Cloud provider Vultr has chosen Hewlett Packard Enterprise (HPE) to supply the hardware behind a major push into artificial intelligence and data center expansion, according to multiple trade reports.
According to The Fast Mode, Vultr selected HPE specifically for AI infrastructure and data center expansion. AiThority frames the same deal more broadly, reporting that Vultr selected both HPE and NVIDIA for what it calls next-generation AI infrastructure built for cloud-scale data centers.
The combination is notable because it pairs three recognizable names in the AI buildout. HPE is a long-established enterprise hardware vendor, NVIDIA supplies the chips that have become the default engine for AI workloads, and Vultr is a cloud company positioning itself to rent that computing power to customers.
The available reporting is light on specifics. Neither source, as summarized, attaches a dollar figure, a timeline, or a list of locations to the expansion, so the scale and pace of Vultr's plans remain unstated here.
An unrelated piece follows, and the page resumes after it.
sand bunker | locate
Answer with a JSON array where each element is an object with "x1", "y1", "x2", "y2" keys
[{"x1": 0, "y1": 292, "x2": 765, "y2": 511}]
What both reports agree on is the direction: Vultr is leaning on HPE-supplied systems, and at least according to AiThority, NVIDIA technology, to grow its data center footprint for AI.
Why it matters: demand for AI computing has set off a race among cloud providers to lock in hardware and build out data centers, and a smaller player like Vultr partnering with HPE and NVIDIA shows that race extends well beyond the largest hyperscalers.